Can't wait for tonight's episode.
As I was watching Teresa/Betty friction in episode 8, I thought I was right about my strawberry interpretation. Then Teresa called Betty a "hero" and now I hve no idea what to believe. This show, one I think I have it figured out, keeps surprising me.
MultitudeofGeek, I hear you. But there's a line there. Teresa is only kind like that in private... And she's made no secret of that fact she will choose her job and reputation over Betty everytime.
To be fair, even though her wording was surprisingly harsh, she is also protecting Betty. As much as I am rooting for romantic happiness for Betty, I'm also quite fond of her actually getting that house of her own, and she would certainly (and at least, if not worse) lose her job if she were outed.
And not that I often comment on an episode before writing the review, but I think the "line" is (and I really enjoy Betty and Teresa together, they are great) that Kate and Betty share much more than just romantic feelings. They are friends, they have a history together, Betty KNOWS Kate (and is the only one who really does). It makes their relationship much more complicated. I also don't feel like the show is moving away from them - I think they are just growing a bit as individuals, figuring out how to be themselves in different contexts.
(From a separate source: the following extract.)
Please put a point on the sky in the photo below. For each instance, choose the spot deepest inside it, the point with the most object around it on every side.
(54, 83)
I agree on your point about Teresa.
As for Betty and her house, I doubt she'll be able to get a mortgage. The expectation is that the women would stop working once the war is over, so there is no way they'd lend to a single woman. They've mention her desire for a house enough times that I suspect it's a storyline they'll touch on.
I'll leave you alone now so you can write :-D
In those days it wasn't unusual to buy a house outright.
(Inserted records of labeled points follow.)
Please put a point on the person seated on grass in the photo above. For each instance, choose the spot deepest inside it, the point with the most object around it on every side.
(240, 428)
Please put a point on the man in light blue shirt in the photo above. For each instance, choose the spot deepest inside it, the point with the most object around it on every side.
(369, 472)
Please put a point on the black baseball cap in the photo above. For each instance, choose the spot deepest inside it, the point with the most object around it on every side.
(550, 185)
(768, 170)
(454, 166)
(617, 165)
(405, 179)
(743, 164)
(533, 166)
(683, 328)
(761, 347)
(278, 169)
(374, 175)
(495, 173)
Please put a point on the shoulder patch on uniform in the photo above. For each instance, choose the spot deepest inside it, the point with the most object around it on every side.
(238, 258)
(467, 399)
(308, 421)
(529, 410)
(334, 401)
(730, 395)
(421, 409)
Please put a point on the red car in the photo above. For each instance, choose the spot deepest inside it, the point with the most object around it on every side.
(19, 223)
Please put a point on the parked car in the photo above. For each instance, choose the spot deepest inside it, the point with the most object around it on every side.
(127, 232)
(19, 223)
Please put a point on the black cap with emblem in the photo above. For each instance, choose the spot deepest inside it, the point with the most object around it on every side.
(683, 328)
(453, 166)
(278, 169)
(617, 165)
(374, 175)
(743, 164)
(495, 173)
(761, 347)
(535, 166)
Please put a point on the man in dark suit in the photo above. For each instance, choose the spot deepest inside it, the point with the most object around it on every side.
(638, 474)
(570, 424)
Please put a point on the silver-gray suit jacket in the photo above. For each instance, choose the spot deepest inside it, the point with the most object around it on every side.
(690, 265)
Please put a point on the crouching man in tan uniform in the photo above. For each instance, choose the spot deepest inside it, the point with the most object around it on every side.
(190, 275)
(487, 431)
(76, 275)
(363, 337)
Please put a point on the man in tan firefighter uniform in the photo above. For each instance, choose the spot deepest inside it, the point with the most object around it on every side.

I would tend to agree with anonymous. Canadian authorities (like those from other countries) were keen to avoid the disasters of post world war I.
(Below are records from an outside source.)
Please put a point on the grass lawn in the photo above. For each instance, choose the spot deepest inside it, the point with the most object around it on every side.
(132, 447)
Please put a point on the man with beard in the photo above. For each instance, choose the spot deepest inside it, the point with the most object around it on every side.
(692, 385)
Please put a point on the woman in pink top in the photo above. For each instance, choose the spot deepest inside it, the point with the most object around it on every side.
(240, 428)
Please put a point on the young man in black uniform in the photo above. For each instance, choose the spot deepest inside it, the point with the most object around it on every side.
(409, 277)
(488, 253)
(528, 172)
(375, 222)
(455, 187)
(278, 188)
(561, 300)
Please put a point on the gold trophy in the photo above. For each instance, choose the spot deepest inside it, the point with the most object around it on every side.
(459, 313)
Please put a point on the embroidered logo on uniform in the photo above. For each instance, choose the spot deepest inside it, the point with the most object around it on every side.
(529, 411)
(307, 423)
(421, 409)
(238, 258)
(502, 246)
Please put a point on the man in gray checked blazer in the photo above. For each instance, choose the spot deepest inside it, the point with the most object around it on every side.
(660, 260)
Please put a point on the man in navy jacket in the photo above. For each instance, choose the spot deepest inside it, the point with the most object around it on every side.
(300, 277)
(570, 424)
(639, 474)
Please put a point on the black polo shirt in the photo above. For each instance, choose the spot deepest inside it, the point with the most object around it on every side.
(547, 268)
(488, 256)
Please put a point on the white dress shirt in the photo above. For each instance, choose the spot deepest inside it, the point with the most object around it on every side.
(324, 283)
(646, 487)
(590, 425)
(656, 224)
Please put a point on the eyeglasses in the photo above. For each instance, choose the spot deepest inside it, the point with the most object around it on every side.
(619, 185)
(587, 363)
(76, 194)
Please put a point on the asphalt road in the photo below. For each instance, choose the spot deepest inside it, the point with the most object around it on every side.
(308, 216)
So there was a huge housing boom (construction, subsidised/affordable mortgages, home ownership) across the board. This had a special emphasis on returning veterans and their families and it most certainly included those fighting on the home front (like girls ar VicMu).
Munition factories around Toronto were a big part of the war effort (not a marginal one) because at the time Toronto was made up 85% of people of English descent so they were very invested in the war, they saw it as their war.
Here's some links that talk about home ownership:
I'm sure that there are studies relating specifically to women housing & general life in Canada post war and those would be interesting to see. But I just can't believe that somebody like Betty would have had problems obtaining a mortgage after the war ended.
I also doubt that the women were expected to stop working. On the contrary, both business and governments quite liked the idea and benefits of women working and indeed many houses / families depended on that (and not just after WWII but even after WWI - as Lorna does) because a lot of families lost the men of the house in the wars. Also, a lot of families became urbanised during this period so the women had to work to put food on the table (in the rural areas you can feed your family off the little land you have - so you only work for yourself), but in urban areas you have to work in some job or another (usually for somebody else).
Sure, some women went back to being housewives (like for example Don Draper's wife Betty) but she was part of the percentage of women that exists even now that do not have an active working life (so not related to post war period necessarily).
Thanks for all the research on the subject (and also I'm just really excited over the fact that people sincerely debate 1940s real estate!) Just my two cents: I think there's a difference between working class women and the middle/upper classes - a lot of women who worked in factories didn't stop working after the war ended but were forced into more badly paid labour when the men returned from the front.
And about Betty buying a house - I'd imagine being acquainted with Gladys might actually help her in that respect if she has trouble getting a mortgage (if she doesn't pay outright - I think a house would cost her roughly 2-3 years' wages).